Anonymous until just recently, the Save Our Rivers Society seems poised to become the most prominent group in the campaign against independently produced green energy. That would mean overtaking COPE 378 but that could be COPE 378’s intention — SORS appears to be another COPE 378 astroturf organization.
The SORS message matches that of COPE 378 exactly, right down to the BC Hydro union’s preoccupation with Accenture, a topic that’s irrelevant to green energy.
After B.C. Citizens for Green Energy publicly asked how an anonymous group found enough money to hire a local celebrity, SORS recruited a board of advisors.
SORS has money for other things besides its celebrity spokesperson. The group funds a series of short films under the title Power Play. The first was a classic example of the anti-green energy campaign. The film’s narrator piled misinformation on top of misinformation so that a single sentence often contained multiple falsehoods, one after another after another. The second showed lots of shouting, jeering and chanting at a demonstration and public forum. The films were narrated in the heavy-handed tone of a wannabe gangster. They followed the COPE 378 message closely.
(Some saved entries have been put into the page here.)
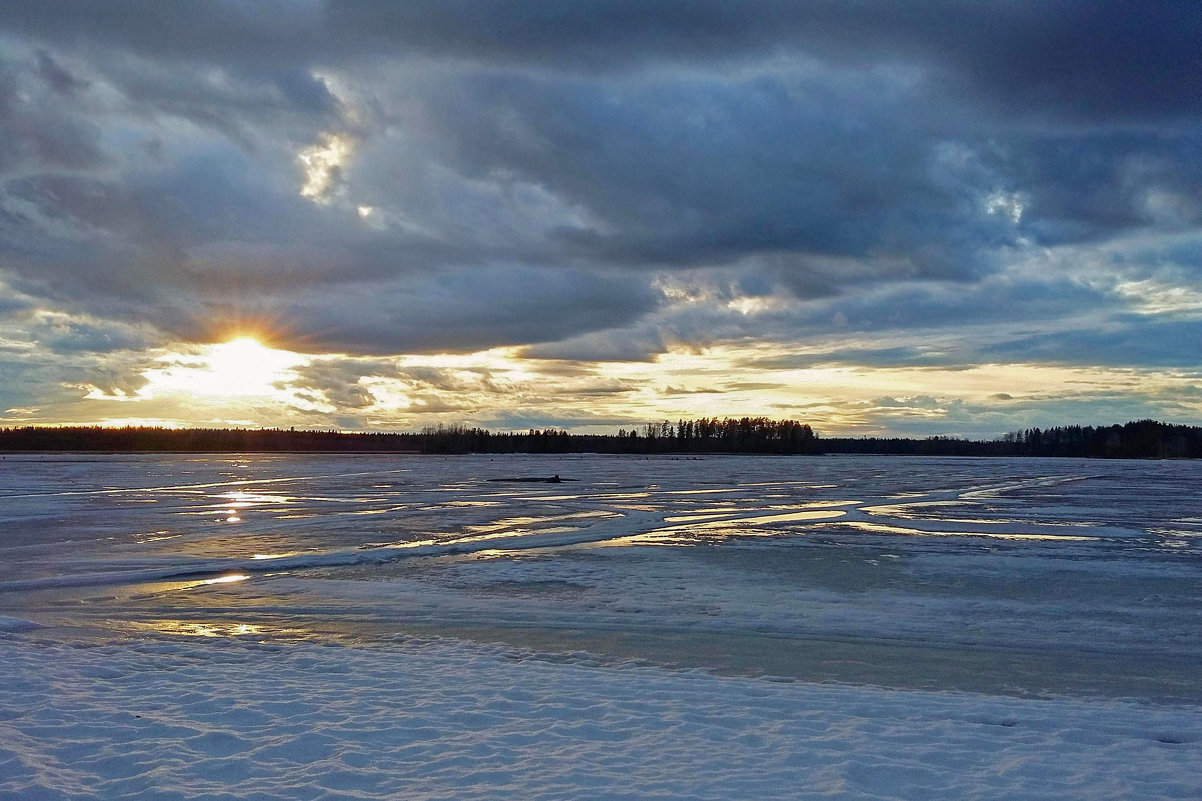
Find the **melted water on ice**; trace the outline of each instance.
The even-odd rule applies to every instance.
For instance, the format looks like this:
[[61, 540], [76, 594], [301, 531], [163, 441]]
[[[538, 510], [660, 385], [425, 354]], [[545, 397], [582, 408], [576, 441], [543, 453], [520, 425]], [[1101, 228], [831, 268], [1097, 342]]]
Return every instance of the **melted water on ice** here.
[[[555, 474], [578, 481], [489, 481]], [[1200, 479], [1191, 462], [10, 455], [0, 615], [1197, 699]]]

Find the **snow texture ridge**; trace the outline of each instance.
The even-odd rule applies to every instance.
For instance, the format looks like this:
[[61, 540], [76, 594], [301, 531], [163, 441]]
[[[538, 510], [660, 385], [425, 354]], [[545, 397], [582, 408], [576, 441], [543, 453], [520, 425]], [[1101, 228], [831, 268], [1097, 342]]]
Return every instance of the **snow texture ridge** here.
[[443, 640], [6, 635], [0, 797], [1196, 799], [1202, 710], [555, 664]]

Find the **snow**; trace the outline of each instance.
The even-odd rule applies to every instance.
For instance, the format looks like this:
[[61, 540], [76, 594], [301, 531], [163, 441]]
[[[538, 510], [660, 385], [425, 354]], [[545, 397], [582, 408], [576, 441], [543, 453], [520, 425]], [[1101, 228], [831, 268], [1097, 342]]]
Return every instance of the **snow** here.
[[443, 639], [10, 637], [0, 659], [14, 801], [1202, 796], [1196, 707], [555, 663]]

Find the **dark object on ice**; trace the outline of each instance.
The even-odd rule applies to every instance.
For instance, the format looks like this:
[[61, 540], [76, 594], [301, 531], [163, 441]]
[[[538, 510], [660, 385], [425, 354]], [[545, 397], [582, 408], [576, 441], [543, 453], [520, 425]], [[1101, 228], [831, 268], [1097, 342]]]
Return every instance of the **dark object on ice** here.
[[564, 481], [579, 481], [579, 480], [580, 479], [578, 479], [578, 478], [560, 478], [558, 473], [551, 476], [550, 478], [543, 478], [542, 476], [510, 476], [508, 478], [490, 478], [489, 479], [489, 481], [507, 481], [507, 482], [511, 482], [511, 483], [522, 483], [522, 484], [559, 484]]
The people behind the scenes at SORS hired Rafe Mair as their spokesperson. Mair is a former talk radio host who writes a weekly column for the Tyee, an online journal funded by big labour. Mair’s local fame and blustering manner has given the anti-green-energy movement renewed impetus.
Mair has a rambling, overbearing style that makes it hard to pin him down on facts. But from time to time he manages to repeat — and exaggerate even further — the standard COPE 378 myths.
Mair knows how to play to a crowd and he can talk at length without saying much. In a Pitt Meadows public forum that was stacked with busloads of activists, the audience cheered him on throughout his six-minute speech. But he said nothing about the transmission line proposal that was the purpose of the meeting. He said almost nothing about run-of-river hydro, except to claim that “500 to 700” rivers will be “sold.” (In one of his columns Mair further inflated the 500 rivers myth to 750.) For the most part Mair made bombastic political statements that were a huge hit with the crowd.
Mair isn’t just popular with partisan mobs. Journalists consider him a celebrity. For that reason alone, some reporters will accept anything he says without question.